Eye care in the UK is private but a limited amount of care is available on the NHS. This tends to be confined to people exempt from prescription charges and generally only covers a free eye test and where necessary the provision of a pair of glasses, which can be chosen from a limited selection of designs. All other optical work is private and fees are paid at the time of consultation, directly to the optical practice.
Accident and Emergency (A&E)
A&E departments (sometimes referred to as Casualty) provide emergency treatment to patients with a wide range of illness and injury, some of which may be life threatening and requiring immediate attention. Citizens do not pay to for treatment or use of the A&E service.
A&E departments are open non stop all year. You may use their services if you need immediate attention, or if your GP refers you to them, or if there is no GP service available.
Upon arrival at A&E, a nurse assess the nature and seriousness of your condition. Individuals with serious illnesses are seen immediately by a doctor. Once the patient has been assessed and treated, they may be admitted to the hospital, transferred to a different hospital or discharged. Emergency departments are located in main hospitals and are staffed by hospital doctors and nurses with specialised training in emergency care, emergency medical technicians, radiology technicians, healthcare assistants and voluntary staff who all work together to treat emergency patients and provide support to concerned family members.

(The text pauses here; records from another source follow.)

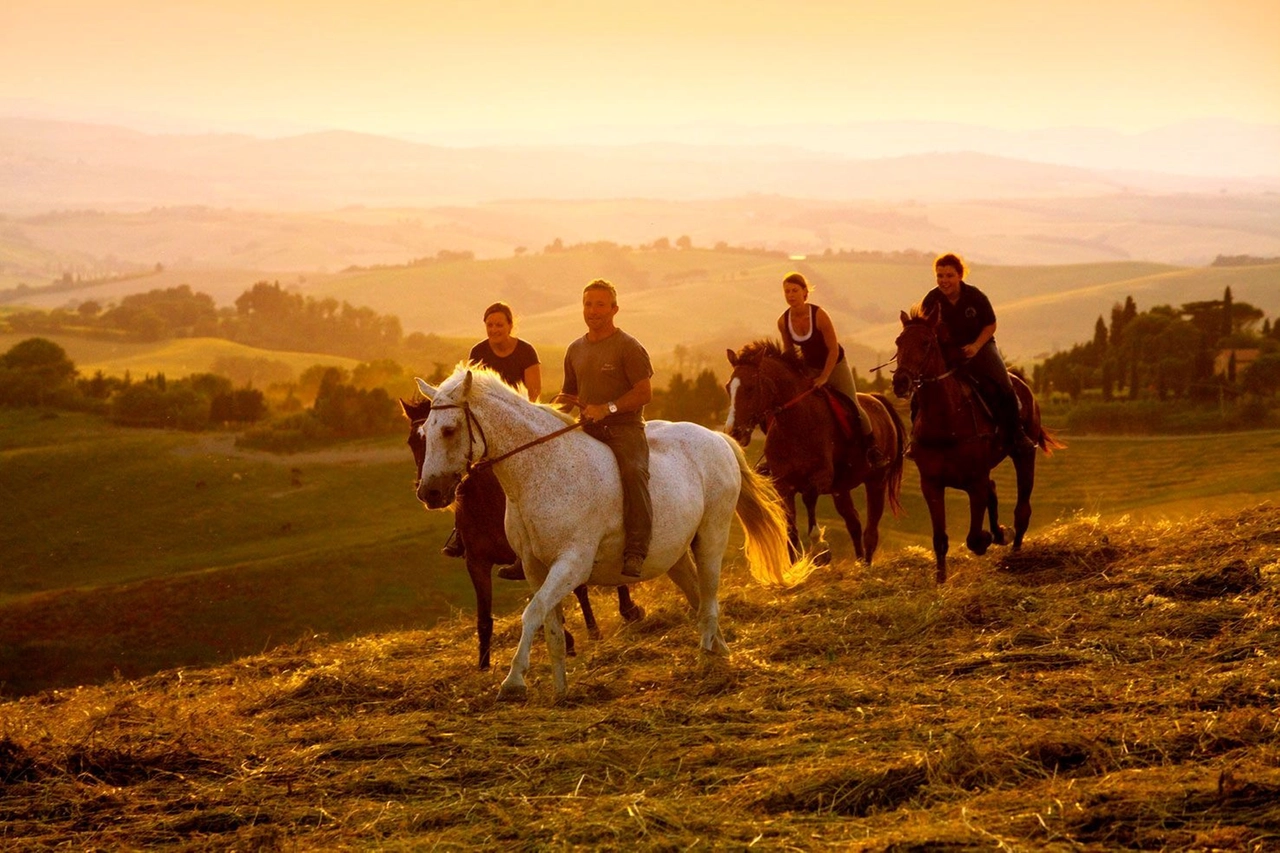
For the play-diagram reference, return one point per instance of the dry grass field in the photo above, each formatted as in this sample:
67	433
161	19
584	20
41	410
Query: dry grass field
1111	687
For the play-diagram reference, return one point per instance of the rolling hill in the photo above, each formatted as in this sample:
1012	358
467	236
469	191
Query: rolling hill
1111	687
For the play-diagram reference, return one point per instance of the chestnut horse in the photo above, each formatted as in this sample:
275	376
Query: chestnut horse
479	516
805	448
955	442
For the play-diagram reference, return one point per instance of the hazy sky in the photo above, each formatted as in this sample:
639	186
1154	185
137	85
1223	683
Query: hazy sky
447	69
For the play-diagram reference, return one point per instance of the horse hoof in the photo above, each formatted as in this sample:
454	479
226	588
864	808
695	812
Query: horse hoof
512	693
979	544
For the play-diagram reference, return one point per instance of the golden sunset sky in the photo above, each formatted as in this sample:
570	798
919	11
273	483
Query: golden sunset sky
548	67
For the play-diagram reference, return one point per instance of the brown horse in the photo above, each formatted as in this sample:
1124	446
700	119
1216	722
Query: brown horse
955	442
805	446
480	510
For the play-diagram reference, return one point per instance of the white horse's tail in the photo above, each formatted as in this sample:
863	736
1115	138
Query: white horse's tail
764	521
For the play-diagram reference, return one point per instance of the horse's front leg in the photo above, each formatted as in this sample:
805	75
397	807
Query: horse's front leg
844	502
789	506
877	487
584	601
1025	469
543	610
935	497
978	539
627	609
997	532
481	580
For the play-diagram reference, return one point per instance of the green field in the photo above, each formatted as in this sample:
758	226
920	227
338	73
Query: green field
1146	478
131	551
176	359
137	550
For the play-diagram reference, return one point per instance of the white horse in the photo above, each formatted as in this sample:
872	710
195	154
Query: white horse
565	505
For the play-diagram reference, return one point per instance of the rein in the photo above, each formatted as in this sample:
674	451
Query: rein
777	410
918	382
489	463
484	461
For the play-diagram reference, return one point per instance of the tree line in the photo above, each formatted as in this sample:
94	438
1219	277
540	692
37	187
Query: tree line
1165	352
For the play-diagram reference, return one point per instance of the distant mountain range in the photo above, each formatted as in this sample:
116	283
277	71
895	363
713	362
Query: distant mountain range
56	165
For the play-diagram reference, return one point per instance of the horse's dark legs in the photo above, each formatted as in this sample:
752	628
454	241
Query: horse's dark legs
1025	469
789	505
584	601
935	498
877	488
810	507
481	580
844	502
997	533
627	609
978	539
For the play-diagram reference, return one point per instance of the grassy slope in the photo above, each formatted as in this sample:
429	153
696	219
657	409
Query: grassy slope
699	299
174	359
1112	687
707	301
137	550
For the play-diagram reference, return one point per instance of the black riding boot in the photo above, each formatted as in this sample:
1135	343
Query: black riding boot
1018	442
453	547
874	456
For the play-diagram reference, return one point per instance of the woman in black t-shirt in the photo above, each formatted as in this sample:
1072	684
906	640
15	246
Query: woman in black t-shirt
515	360
970	323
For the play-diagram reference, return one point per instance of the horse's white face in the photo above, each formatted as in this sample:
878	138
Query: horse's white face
447	442
744	404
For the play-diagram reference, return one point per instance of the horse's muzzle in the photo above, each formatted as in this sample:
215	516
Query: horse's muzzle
439	491
901	386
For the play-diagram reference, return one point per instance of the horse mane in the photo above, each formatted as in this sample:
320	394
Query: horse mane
762	349
492	382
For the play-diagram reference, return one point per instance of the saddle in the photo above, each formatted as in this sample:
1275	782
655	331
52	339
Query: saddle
842	409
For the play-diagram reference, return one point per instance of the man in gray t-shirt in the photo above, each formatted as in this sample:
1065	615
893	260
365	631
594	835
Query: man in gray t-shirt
608	377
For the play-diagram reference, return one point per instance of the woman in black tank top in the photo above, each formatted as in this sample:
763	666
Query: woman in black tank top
809	329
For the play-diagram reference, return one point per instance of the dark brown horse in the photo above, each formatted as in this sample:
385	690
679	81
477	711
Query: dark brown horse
807	447
955	442
479	515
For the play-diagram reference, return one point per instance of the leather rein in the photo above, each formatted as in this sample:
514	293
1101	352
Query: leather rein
485	461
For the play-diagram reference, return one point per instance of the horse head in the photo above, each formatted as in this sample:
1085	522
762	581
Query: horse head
762	377
919	351
448	439
416	414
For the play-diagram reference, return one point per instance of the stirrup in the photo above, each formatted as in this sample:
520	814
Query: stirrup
453	547
876	457
515	571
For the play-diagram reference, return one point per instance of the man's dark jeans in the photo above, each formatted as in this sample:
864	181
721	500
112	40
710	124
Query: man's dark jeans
631	448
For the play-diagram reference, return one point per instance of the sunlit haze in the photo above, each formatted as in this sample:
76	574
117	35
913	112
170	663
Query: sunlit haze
551	72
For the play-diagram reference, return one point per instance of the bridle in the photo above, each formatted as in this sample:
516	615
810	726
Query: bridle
485	460
915	379
773	411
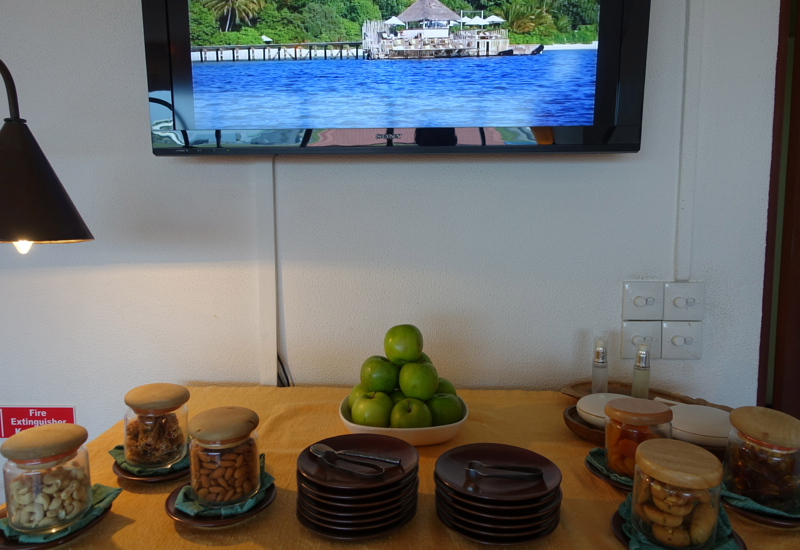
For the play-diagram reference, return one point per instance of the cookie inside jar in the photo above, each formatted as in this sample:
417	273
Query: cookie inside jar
155	425
676	490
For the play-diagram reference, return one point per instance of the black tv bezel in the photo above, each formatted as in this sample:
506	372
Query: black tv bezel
619	95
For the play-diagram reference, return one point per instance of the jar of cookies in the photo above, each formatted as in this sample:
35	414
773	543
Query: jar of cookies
676	489
224	455
47	482
762	459
629	422
155	425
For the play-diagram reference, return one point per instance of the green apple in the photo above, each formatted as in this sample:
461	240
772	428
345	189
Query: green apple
403	344
397	396
419	380
445	387
379	374
445	409
411	413
372	409
357	391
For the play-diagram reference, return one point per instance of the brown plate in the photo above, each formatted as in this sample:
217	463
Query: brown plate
503	515
451	466
763	519
315	469
355	527
356	495
186	519
501	541
9	543
371	505
311	509
584	388
172	476
613	482
490	532
616	527
526	505
500	526
358	535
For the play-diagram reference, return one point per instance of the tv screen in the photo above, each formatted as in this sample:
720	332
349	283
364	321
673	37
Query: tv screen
395	76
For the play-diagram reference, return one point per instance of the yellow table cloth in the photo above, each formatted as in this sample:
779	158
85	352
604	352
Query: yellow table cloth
293	418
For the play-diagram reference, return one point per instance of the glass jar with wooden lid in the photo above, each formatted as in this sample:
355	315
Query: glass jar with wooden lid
762	459
155	425
675	499
224	455
629	422
46	477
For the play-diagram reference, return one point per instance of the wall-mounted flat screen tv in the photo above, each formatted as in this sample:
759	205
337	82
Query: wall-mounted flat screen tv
395	76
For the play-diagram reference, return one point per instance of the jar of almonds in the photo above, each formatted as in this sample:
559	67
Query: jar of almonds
224	455
676	489
46	478
155	425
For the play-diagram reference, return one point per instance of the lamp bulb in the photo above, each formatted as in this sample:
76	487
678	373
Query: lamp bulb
23	246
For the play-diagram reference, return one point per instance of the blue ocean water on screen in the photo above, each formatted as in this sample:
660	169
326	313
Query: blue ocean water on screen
555	88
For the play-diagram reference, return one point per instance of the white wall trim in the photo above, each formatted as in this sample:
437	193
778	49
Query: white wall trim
263	177
692	83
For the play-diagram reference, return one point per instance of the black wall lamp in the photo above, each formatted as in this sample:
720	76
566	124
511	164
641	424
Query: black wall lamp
34	207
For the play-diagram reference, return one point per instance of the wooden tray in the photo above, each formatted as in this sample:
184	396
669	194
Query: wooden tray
597	436
584	388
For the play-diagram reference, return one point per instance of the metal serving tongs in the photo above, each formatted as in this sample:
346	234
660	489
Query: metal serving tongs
476	470
333	459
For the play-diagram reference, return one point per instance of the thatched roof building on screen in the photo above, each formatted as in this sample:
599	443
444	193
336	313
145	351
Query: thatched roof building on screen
428	10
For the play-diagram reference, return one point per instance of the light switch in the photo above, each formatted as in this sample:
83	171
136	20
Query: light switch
681	340
684	301
642	301
641	332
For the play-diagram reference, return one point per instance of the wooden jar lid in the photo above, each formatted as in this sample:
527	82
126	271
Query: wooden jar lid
223	424
156	397
45	441
768	426
639	412
679	463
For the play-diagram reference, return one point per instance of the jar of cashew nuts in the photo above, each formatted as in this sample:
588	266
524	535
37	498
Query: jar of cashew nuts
155	425
676	489
46	478
629	422
762	459
224	455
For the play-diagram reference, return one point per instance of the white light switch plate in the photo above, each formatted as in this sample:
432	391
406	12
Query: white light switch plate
681	340
684	301
642	301
644	332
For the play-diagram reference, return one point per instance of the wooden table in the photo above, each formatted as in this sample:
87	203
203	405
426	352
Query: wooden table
293	418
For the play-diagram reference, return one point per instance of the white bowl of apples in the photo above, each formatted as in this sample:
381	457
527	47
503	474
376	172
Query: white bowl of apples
402	396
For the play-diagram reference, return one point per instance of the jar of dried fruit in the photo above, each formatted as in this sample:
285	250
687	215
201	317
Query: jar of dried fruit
155	425
629	422
46	478
762	459
224	455
675	499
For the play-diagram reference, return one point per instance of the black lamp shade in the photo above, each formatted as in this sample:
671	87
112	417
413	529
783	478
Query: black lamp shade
33	204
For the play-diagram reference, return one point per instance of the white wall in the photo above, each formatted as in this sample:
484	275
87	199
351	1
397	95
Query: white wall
510	265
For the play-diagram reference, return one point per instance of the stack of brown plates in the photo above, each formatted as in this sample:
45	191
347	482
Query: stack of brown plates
496	510
339	505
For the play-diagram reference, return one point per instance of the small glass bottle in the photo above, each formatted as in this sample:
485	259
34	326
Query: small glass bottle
224	455
599	367
641	373
155	425
47	481
676	490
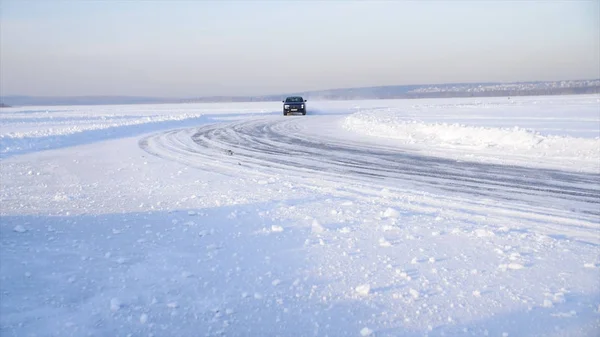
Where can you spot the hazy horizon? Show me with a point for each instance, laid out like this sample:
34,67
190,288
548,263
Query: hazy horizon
245,48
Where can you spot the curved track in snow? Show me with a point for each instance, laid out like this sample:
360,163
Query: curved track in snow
314,148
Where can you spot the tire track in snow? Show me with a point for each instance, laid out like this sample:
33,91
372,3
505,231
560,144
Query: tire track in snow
281,145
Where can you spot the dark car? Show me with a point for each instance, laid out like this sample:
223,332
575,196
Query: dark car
294,104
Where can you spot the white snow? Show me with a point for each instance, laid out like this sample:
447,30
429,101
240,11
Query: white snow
519,131
439,217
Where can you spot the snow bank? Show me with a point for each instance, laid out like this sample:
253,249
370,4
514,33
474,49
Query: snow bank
475,140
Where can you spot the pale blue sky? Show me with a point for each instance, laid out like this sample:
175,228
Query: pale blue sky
198,48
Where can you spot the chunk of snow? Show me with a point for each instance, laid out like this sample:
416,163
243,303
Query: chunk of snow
366,332
515,266
363,289
391,213
384,243
316,227
482,233
20,229
115,304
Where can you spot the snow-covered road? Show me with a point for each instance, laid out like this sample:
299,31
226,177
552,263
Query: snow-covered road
363,217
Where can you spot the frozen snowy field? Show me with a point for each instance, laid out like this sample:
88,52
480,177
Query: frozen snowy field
441,217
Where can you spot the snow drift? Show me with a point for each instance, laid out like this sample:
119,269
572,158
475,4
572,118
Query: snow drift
474,140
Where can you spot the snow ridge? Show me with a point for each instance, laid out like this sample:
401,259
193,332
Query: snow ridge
499,141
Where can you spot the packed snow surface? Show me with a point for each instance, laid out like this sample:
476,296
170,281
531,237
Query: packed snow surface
440,217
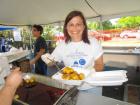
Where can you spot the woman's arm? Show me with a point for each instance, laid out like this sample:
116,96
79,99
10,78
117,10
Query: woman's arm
99,65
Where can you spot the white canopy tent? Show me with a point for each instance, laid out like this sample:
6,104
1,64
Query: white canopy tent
28,12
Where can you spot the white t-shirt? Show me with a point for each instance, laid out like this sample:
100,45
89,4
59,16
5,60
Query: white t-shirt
78,54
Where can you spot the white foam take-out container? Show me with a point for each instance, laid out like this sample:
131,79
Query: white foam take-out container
104,78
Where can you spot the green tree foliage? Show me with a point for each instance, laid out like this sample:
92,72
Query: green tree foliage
129,22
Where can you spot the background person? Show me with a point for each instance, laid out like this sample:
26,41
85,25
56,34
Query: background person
39,49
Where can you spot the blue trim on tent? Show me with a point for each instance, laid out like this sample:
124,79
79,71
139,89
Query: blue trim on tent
2,28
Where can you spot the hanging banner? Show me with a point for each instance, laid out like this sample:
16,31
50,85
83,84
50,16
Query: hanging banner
17,35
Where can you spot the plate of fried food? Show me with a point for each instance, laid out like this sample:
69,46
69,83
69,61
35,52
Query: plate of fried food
71,76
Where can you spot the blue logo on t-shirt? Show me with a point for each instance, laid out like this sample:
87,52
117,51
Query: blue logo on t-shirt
82,61
75,63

England, Wales and Northern Ireland have a 24-hour private telephone service, online consultancy and an interactive digital TV health advice programme, which is provided by NHS Direct. Similar services exist in Scotland under the name NHS24. The service was designed to relieve waiting times at GP surgeries and to provide care out of surgery hours. It is staffed by trained nurses who provide guidance on which healthcare provider the caller should access and how to cope with a bout of sickness at home.
NHS Walk-In Centres
There are over 80 NHS Walk-in Centres in the UK, but some do not treat children. NHS Walk-in Centres give you quick access to health information and medicine. They can be used by everyone and an appointment is not necessary. They are open every day from early morning to late evening, 365 days a year.
Their aim is to provide fast access to health advice and treatment. They work in a similar manner to NHS Direct.